Authorities this week announced new rules that make transactions easier for exporters and importers, foreign credit card companies and remittance firms, among others.
“The continuing review of foreign exchange regulations is consistent with the… commitment to maintain a safe and sound financial system, a stable forex market, and appropriate monetary policy supportive of sustained and inclusive economic growth,” Bangko Sentral ng Pilipinas Governor Amando M. Tetangco Jr. said.
In a statement, the BSP said it would allow the sale of foreign currencies by banks and other financial institutions without prior BSP approval to settle obligations under intercompany arrangements on trade transactions of local firms with foreign entities.

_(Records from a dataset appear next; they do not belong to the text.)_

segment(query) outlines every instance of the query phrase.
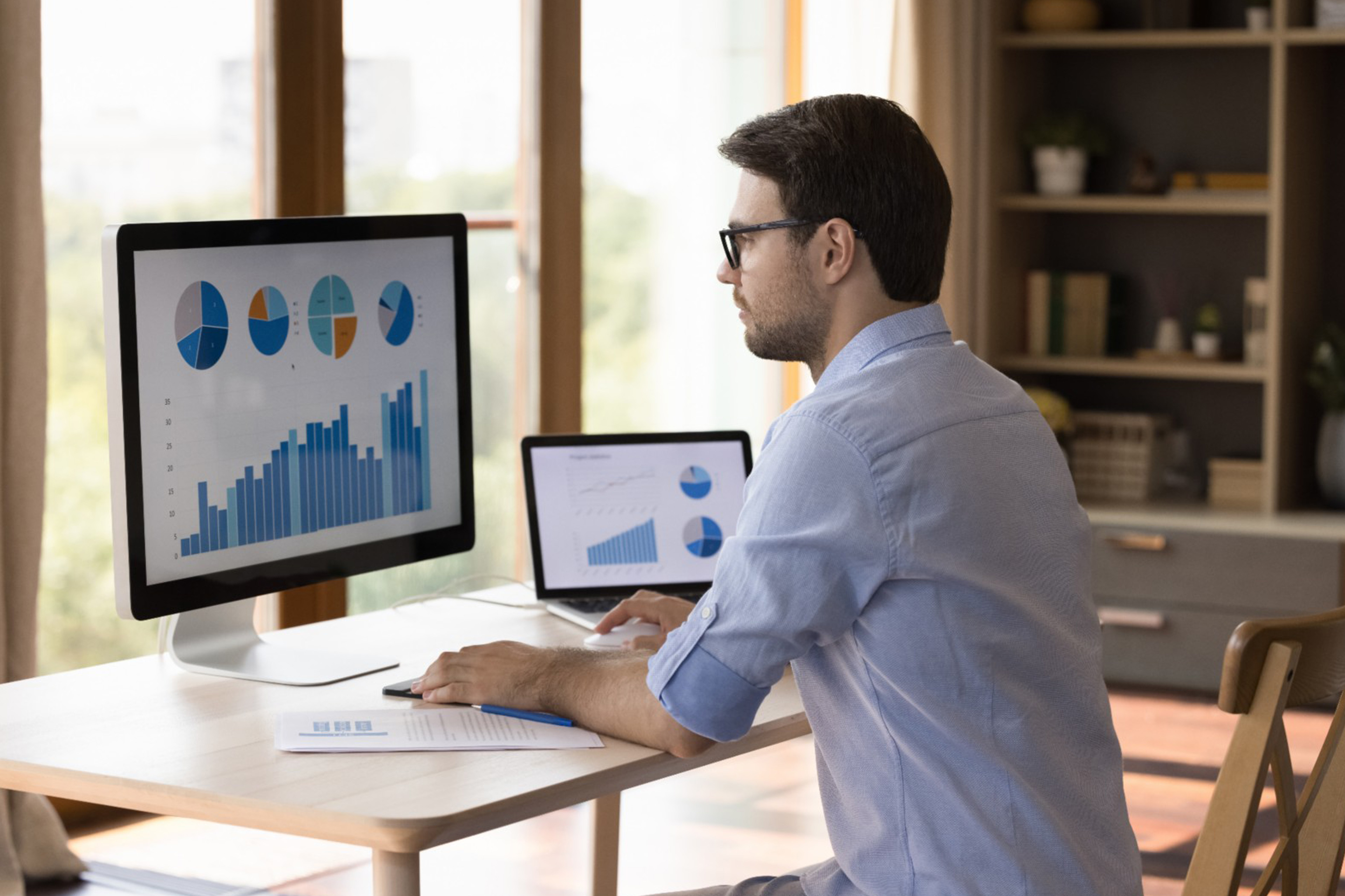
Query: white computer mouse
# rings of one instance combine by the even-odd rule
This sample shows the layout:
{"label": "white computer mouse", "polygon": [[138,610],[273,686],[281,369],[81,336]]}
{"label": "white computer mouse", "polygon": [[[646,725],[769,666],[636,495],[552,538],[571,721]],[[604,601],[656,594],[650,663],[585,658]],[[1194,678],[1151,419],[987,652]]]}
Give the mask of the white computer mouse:
{"label": "white computer mouse", "polygon": [[584,646],[592,650],[620,650],[621,645],[632,638],[646,638],[652,634],[662,634],[663,629],[643,619],[629,619],[616,626],[607,634],[596,631],[584,638]]}

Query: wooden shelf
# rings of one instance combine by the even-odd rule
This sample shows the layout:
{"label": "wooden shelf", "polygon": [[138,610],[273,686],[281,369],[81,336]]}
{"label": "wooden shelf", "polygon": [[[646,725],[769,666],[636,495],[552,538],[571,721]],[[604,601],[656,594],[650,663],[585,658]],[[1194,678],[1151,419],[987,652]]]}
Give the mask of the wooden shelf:
{"label": "wooden shelf", "polygon": [[1186,529],[1225,535],[1263,535],[1284,539],[1345,540],[1342,510],[1260,510],[1216,509],[1198,500],[1163,500],[1132,504],[1085,501],[1084,510],[1093,525],[1119,529]]}
{"label": "wooden shelf", "polygon": [[1239,361],[1139,361],[1127,357],[1007,355],[994,359],[993,363],[1002,371],[1022,373],[1204,380],[1209,383],[1266,382],[1266,368]]}
{"label": "wooden shelf", "polygon": [[[1317,31],[1315,28],[1294,28]],[[1270,47],[1274,31],[1245,28],[1185,28],[1181,31],[1069,31],[1061,34],[1009,32],[999,35],[1005,50],[1188,50],[1198,47]]]}
{"label": "wooden shelf", "polygon": [[1266,215],[1270,196],[1038,196],[1010,193],[1001,196],[1002,211],[1075,212],[1104,215]]}
{"label": "wooden shelf", "polygon": [[1290,28],[1284,43],[1299,46],[1345,46],[1345,28]]}

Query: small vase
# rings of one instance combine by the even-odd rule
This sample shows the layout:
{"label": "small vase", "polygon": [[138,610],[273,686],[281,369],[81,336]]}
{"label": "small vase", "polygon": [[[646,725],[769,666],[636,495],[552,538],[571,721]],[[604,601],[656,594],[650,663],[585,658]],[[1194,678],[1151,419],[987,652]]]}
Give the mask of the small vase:
{"label": "small vase", "polygon": [[1077,196],[1084,191],[1088,153],[1079,146],[1036,146],[1032,165],[1042,196]]}
{"label": "small vase", "polygon": [[1204,361],[1219,360],[1219,333],[1192,333],[1190,348]]}
{"label": "small vase", "polygon": [[1326,506],[1345,509],[1345,411],[1328,411],[1317,434],[1317,484]]}
{"label": "small vase", "polygon": [[1091,31],[1100,17],[1096,0],[1028,0],[1022,7],[1028,31]]}

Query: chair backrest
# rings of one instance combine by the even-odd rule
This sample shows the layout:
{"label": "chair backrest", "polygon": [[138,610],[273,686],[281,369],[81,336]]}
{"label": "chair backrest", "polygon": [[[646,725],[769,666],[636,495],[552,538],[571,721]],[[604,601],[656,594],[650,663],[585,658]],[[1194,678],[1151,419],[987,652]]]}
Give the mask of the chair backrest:
{"label": "chair backrest", "polygon": [[1219,770],[1182,896],[1237,893],[1267,766],[1279,842],[1252,896],[1267,893],[1276,879],[1284,896],[1336,893],[1345,857],[1345,751],[1337,751],[1345,731],[1345,696],[1337,700],[1302,794],[1294,787],[1283,715],[1286,707],[1325,700],[1342,689],[1345,607],[1237,626],[1224,652],[1219,708],[1241,717]]}

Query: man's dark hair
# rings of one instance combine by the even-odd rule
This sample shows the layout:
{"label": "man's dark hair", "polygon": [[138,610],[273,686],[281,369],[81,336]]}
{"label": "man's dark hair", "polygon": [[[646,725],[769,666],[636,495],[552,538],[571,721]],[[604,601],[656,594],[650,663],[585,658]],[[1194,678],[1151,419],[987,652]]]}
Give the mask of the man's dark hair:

The policy is expected to facilitate legitimate trade transactions and allow the BSP to better capture data on trade transactions through reporting of gross importation, the regulator said.
The BSP said it would also allow the inclusion of payment centers or treasury hubs of corporations as beneficiaries of forex payments and remittances.
This is subject to presentation to the selling institution of supporting documents containing the payment arrangement with the centralized settlement unit.
This is intended to hasten the settlement of transactions among related entities considering current trends involving the use of clearing units such as payment/treasury centers for payments/financial transactions by members of a group of companies.
In the meantime, the BSP said it would also allow the sale of foreign currencies to residents for settlement of their credit card obligations that were billed and payable in foreign currency.
Tetangco said the changes were part of continuing efforts to have an appropriate regulatory framework for foreign exchange transactions.